6 Common Tax Mistakes to Avoid

Chances are that in the past few weeks, you’ve gotten some tax documents in the mail, or received emails reminding you to download tax documents.

For some people, filing taxes is quick and easy because they have few investments and just one regular job. But for others, tax season can be a bit overwhelming because there may be multiple investment accounts, businesses, side gigs and properties to report.

If you’re filing for the first time or need help determining what you owe, now is a good time to reach out for help! Most cities and counties offer free tax assistance to help you file your taxes on time. Just look up the name of your city or county plus “free tax assistance” to find out what services are available. You do not have to pay anything to file your taxes, and taking advantage of free, qualified resources can help you reduce your tax bill or maximize your refund!

Before you sit down to tackle your taxes (either on your own or with assistance), read this! It will help you avoid costly mistakes this spring when you file.

Mistake #1: Filing late (or not filing at all)!
By law, the vast majority of people in the United States have to file tax paperwork by April 15, 2025. If you made less than $14,600 (and you are single and under the age of 65), you might not have to file a tax return — but check with an expert because there are several exceptions to that rule.

If you need more time to file your taxes, you must file paperwork for an extension, which will give you an additional six months. However, if you think you’ll owe taxes, you do have to make an estimated payment by April 15, even if you are requesting an extension. Not filing your taxes on time can result in penalties and fines, so be sure you take care of this! Plus, if you’re due a refund, not filing your taxes means you won’t get your money back as quickly!

Mistake #2: Choosing the wrong filing status.
There are multiple different filing statuses for your taxes. You can choose from single, married filing jointly, married filing separately, head of household or surviving qualifying spouse. Choosing the right one matters because it determines what deductions you’re eligible to get! Make sure you understand the five statuses and which one you should choose by talking to a qualified tax professional.

Mistake #3: Claiming incorrect deductions or credits.
Most people can choose to take advantage of certain deductions or credits on their taxes to lower their bill. You can choose from a “standard” deduction, which lowers your income by a fixed amount, or itemize your deductions if you think you can lower your tax bill more that way. Which one you use depends entirely on your individual circumstances. Look at all of your possible deductions before you choose!
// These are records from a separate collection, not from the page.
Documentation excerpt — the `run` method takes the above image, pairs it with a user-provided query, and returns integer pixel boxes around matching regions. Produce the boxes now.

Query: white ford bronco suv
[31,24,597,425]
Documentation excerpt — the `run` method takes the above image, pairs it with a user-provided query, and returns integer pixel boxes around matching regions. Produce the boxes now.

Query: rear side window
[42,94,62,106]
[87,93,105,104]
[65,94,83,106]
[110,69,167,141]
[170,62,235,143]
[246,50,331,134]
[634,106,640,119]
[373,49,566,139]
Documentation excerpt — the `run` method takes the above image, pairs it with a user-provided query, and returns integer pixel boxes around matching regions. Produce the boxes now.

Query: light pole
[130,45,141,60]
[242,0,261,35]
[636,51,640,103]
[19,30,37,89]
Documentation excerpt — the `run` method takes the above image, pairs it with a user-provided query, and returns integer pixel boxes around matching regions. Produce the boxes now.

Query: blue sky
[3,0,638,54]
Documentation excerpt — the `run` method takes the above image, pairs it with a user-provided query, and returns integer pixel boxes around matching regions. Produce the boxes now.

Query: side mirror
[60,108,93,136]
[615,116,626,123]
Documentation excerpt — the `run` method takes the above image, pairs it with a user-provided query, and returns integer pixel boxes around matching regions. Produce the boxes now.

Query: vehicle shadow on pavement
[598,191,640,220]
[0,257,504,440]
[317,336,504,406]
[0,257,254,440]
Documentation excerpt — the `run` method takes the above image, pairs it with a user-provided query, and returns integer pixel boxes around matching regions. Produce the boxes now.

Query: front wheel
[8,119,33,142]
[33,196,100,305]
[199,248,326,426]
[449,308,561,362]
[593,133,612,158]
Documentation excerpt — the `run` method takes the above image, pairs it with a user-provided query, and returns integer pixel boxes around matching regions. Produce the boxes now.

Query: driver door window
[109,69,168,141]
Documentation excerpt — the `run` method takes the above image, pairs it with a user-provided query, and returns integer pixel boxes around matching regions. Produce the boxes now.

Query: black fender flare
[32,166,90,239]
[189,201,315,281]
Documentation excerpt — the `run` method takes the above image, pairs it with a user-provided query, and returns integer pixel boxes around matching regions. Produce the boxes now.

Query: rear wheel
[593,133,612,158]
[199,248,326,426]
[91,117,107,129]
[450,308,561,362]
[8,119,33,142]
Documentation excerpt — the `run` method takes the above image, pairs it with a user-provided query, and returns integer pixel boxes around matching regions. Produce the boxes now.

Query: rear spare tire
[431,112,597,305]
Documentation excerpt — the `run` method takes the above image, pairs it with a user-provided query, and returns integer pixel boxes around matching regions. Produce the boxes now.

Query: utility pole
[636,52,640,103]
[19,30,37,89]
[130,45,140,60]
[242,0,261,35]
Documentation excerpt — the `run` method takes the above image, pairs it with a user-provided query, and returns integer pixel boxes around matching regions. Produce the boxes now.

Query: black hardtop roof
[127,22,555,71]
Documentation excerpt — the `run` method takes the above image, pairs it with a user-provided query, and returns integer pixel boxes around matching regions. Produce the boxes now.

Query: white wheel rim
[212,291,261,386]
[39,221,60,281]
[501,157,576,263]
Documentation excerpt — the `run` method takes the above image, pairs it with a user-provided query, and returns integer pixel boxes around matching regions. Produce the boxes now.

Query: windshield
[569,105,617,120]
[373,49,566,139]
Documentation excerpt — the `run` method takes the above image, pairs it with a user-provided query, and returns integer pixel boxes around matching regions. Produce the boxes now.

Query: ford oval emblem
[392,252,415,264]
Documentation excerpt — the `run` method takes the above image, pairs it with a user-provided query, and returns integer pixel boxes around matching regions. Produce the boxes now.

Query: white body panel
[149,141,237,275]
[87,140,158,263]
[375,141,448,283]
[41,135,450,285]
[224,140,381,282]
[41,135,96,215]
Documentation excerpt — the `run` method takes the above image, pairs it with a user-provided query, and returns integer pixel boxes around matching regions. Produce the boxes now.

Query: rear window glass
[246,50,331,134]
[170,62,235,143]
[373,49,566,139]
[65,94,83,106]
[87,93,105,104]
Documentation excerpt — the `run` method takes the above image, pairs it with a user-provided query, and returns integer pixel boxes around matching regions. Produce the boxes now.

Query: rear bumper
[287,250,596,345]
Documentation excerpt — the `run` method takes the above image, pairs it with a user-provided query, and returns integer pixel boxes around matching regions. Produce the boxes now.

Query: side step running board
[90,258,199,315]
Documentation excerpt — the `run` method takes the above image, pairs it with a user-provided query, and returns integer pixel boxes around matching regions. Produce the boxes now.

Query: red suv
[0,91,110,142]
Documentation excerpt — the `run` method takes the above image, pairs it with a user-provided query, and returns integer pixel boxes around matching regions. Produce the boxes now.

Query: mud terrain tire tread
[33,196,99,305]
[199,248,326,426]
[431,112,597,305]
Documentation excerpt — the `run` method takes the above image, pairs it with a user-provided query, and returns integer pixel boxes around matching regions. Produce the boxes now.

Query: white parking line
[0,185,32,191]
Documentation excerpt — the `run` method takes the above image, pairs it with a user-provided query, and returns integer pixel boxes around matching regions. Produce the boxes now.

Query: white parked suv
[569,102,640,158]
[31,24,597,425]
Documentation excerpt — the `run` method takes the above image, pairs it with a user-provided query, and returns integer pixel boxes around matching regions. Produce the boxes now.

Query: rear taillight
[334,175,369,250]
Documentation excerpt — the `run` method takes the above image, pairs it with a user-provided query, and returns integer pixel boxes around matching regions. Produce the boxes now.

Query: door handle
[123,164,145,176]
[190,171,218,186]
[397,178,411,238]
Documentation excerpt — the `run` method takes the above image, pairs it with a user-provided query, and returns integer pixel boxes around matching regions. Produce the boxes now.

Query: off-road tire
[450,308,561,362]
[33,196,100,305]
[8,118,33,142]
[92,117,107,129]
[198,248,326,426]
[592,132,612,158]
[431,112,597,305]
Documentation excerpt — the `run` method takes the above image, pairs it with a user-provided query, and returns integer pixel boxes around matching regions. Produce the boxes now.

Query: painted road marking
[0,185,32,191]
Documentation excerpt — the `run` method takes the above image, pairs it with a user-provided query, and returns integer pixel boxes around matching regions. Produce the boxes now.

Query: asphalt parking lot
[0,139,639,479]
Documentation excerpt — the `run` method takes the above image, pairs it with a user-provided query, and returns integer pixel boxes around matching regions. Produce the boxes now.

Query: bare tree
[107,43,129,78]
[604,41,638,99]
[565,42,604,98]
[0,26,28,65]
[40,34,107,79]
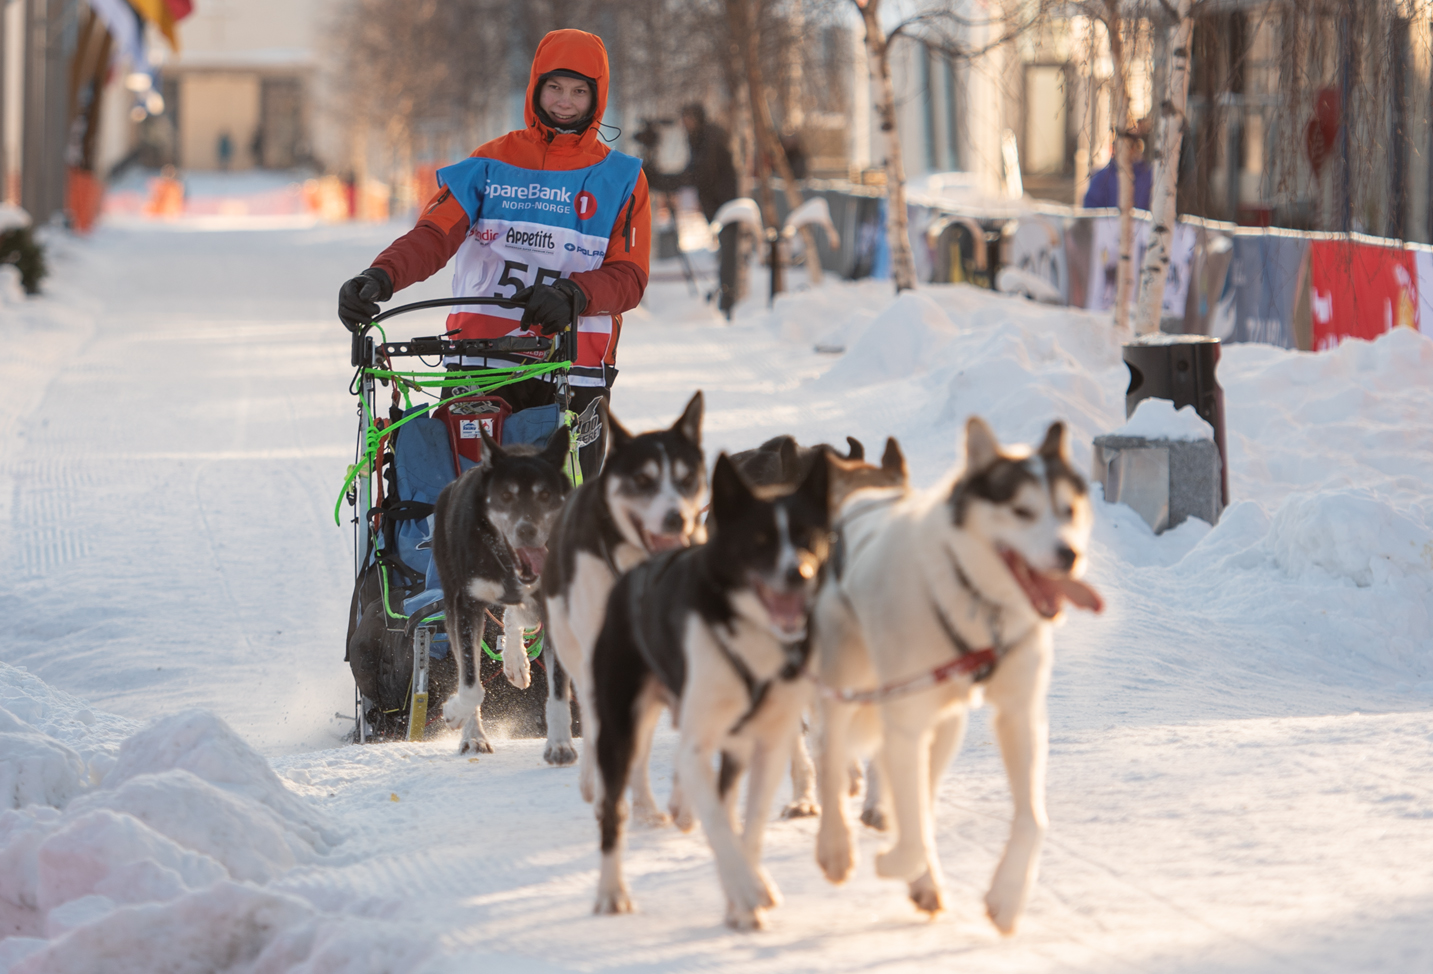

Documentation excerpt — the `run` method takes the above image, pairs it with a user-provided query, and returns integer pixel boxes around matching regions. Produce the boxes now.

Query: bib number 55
[495,261,562,299]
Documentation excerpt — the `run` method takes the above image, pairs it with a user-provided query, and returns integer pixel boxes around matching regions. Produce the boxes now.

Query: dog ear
[672,390,704,447]
[481,427,506,465]
[964,416,999,471]
[777,436,800,480]
[603,399,633,455]
[540,424,571,470]
[709,453,752,529]
[881,437,909,481]
[1038,421,1070,462]
[845,436,865,462]
[795,439,831,521]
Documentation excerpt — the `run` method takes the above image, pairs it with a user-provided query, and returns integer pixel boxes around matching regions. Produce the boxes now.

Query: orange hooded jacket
[371,30,651,345]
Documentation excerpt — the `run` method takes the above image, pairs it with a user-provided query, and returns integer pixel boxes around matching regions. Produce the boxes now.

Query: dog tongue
[1055,577,1103,613]
[516,546,546,578]
[755,582,807,633]
[646,532,685,553]
[1001,549,1104,618]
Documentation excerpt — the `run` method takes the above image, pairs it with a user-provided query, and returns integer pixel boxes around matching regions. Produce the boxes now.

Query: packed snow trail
[1,218,1430,973]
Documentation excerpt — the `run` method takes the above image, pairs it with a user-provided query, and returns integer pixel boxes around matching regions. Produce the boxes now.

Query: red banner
[1309,240,1417,350]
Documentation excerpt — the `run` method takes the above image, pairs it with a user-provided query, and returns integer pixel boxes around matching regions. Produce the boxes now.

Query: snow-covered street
[2,222,1431,973]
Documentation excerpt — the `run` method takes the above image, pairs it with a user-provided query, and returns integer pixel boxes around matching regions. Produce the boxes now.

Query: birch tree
[854,0,919,291]
[1099,0,1138,332]
[1134,0,1195,334]
[846,0,1059,294]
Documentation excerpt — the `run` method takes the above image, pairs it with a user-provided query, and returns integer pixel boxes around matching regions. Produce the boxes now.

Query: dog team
[430,391,1104,933]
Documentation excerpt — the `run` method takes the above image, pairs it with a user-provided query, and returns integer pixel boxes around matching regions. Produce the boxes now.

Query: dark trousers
[717,223,740,319]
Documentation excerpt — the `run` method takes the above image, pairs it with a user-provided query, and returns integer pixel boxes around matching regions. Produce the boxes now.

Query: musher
[337,28,651,476]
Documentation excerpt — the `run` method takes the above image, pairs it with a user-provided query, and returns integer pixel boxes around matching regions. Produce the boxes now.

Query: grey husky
[433,427,571,755]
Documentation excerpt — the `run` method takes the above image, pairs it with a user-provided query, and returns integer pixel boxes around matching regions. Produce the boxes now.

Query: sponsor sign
[1309,240,1417,350]
[458,417,499,440]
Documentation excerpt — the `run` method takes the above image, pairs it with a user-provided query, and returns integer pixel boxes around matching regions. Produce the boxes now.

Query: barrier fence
[778,182,1433,352]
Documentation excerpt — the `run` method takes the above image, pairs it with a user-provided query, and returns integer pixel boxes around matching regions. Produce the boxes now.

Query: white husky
[812,416,1103,934]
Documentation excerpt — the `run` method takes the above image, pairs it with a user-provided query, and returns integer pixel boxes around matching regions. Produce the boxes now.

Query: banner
[1228,234,1309,348]
[1003,215,1069,304]
[1309,240,1417,350]
[1066,217,1194,318]
[1415,249,1433,338]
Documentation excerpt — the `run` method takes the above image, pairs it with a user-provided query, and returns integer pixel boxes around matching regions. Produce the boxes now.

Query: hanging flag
[127,0,182,52]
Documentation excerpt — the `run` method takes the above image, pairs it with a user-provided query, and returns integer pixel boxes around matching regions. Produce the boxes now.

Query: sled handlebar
[351,296,574,367]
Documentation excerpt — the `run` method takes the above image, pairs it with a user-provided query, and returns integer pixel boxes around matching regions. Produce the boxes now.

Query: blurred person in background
[648,103,739,319]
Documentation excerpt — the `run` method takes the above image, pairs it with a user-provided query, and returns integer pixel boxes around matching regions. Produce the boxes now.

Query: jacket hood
[525,29,609,149]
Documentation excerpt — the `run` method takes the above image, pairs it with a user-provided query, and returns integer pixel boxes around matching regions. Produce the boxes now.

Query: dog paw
[441,698,465,730]
[875,841,925,882]
[984,885,1024,936]
[503,657,532,690]
[780,799,820,819]
[815,825,855,884]
[594,887,634,915]
[459,736,494,756]
[859,804,890,832]
[725,902,767,932]
[632,802,673,829]
[544,741,578,766]
[669,799,695,833]
[909,870,945,915]
[723,863,778,915]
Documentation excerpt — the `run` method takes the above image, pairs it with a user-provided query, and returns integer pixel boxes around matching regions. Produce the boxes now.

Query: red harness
[813,648,1000,706]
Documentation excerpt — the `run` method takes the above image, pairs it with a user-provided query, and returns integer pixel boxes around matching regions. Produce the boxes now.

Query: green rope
[333,360,567,524]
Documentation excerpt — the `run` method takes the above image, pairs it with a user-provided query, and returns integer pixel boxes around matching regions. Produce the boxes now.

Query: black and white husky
[541,393,706,823]
[812,417,1102,933]
[591,452,832,930]
[433,427,571,755]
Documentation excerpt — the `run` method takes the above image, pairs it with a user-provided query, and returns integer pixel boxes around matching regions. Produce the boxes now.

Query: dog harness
[712,625,810,736]
[820,521,1026,705]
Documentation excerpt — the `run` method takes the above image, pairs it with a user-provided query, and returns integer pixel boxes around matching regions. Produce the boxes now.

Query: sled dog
[730,434,865,489]
[542,392,706,824]
[731,434,911,818]
[812,417,1103,934]
[590,452,832,930]
[433,427,571,755]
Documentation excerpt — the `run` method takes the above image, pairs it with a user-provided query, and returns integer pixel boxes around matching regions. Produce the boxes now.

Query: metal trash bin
[1122,334,1229,506]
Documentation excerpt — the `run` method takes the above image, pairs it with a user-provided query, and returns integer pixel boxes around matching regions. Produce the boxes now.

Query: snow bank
[0,712,87,811]
[0,204,29,233]
[0,689,416,973]
[1111,397,1215,440]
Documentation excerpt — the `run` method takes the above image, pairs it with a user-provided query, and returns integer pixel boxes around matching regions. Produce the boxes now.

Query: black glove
[512,278,586,336]
[338,267,394,333]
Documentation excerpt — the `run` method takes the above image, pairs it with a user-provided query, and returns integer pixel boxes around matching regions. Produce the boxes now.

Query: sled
[337,297,587,744]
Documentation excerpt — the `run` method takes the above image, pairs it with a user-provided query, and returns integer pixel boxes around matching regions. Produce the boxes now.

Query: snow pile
[1110,397,1214,440]
[0,710,88,811]
[0,205,29,233]
[0,700,426,973]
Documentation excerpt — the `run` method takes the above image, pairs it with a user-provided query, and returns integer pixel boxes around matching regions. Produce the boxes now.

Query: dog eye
[1012,505,1036,522]
[501,490,514,502]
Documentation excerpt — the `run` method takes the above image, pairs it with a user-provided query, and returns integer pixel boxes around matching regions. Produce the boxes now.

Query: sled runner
[338,297,598,743]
Mistake #4: Overlooking retirement account contributions.
Did you contribute to your retirement through work or individually? Don’t forget to include that information on your taxes! If you forget to tell the government what you contributed, you may be paying more in taxes than you need to be!

Mistake #5: Neglecting to report income.
This is especially pertinent if you have any side gigs, part-time jobs or sell anything. All of your income needs to be reported on your taxes. The IRS (and your state) can often figure out what income you’re getting, and failing to report all of your income could result in penalties and fines. Even if you did not get a tax form for some of your income, you need to report it.

Mistake #6: Neglecting to report charitable contributions.
Did you donate in 2024 to a nonprofit organization? Did you drop off old clothes at a charity, or donate time or money to a cause? If you did, you may be able to write off that donation or time, money or goods and lower your tax bill. If you can, make sure you have receipts and proof of donations so you can tell the IRS about those good deeds!